Önce sabit adımlarla yanıma yaklaştı. "Senden daha önce hiç istemediğim bir şey isteyeceğim Meyra" dedi imalı bir sesle. Daha çok yaklaşıp iyice dibime girdiğinde kalbim göğüs kafesime uyguladığı baskı da artmaya başlamıştı. "E-elimden geleni yaparım ki"
Çok garip davranıyordu ve ben bunu ancak idrak edebilmiştim. Her zamanki Anıl değildi karşımdaki, farklı bir adamdı. "Elinden gelenin fazlası gerek" dedi bana iyice yaklaşarak. Ayak uçlarım ister istemez beni geriye götürmeye başlamıştı ki ben geriye gittikçe o daha da yaklaşıyordu.
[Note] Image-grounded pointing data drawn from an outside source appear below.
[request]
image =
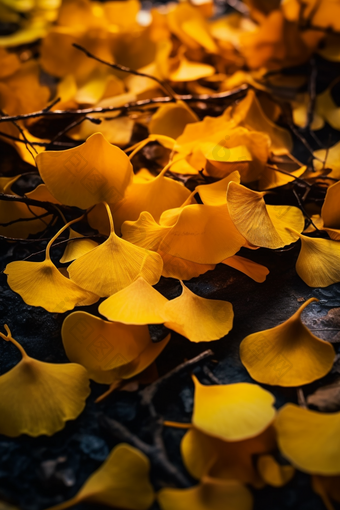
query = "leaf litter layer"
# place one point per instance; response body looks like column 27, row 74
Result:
column 195, row 153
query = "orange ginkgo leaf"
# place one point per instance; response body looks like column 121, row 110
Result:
column 198, row 319
column 205, row 455
column 209, row 495
column 318, row 261
column 139, row 303
column 232, row 412
column 252, row 269
column 94, row 172
column 124, row 469
column 101, row 346
column 301, row 442
column 301, row 356
column 115, row 264
column 248, row 113
column 37, row 397
column 330, row 211
column 262, row 225
column 78, row 247
column 272, row 472
column 42, row 284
Amacı neydi ki? Ne yaptığını asla anlamamıştım
Sırtımın sert duvara çarpmasıyla adımlarım son buldu, aramızda mesafe kalmayacak şekilde önümde durduğunda ciğerlerime artık hava gitmediğini anlamıştım.
İlk kez bu şekilde davrandığına şahit oluyordum. Ya da olmuyordum. Ne yaptığını anlamamıştım ki, sadece gözlerimi sonuna kadar açmış nefes almadan yaptıklarını izliyordum.
Elini bana doğru uzatıp parmaklarını yüzümde gezdirdi usulca. Uzun boyundan mütevellit başımı yukarı kaldırarak ona baktım, çok ama çok garip davranıyordu.
"Beni ne için çağırdığını söylemedin" dedim kalan gücümle. Tek kelime edecek halim kalmamıştı.
Çenemi biçimli parmaklarıyla kavrayıp "Şimdi neden çağırdığımı daha net anlayacaksın" dedi. Davranışları, bakışları, tavırları...her şeyi çok tuhaftı. Acaba içip sarhoş mu olmuştu? Şöyle bir etrafı taradığımda içki şişesi de görememiştim.
Yanaklarımı elinin tersiyle okşamaya başladı, "Artık büyüdün Meyra" dedi. Bana neden dokunduğunu düşünemeyecek kadar aklımı kaybetmiş, sanrılarla dolu bir odaya girmişim sanki. Burada yaşanan şeyler sanrıydı. Yemin ederim bu ilk kez oluyordu. Onu ilk kez bu halde görüyordum, kendimi de.
Gerçi normalde pek baktığı söylenemez, genelde emir verir ve yapmamı beklerdi. Az önce bana şefkatle dokunup 'Neden çağırdığımı daha iyi anlayacaksın' demişti. Şaka gibiydi ama komik olmayanından.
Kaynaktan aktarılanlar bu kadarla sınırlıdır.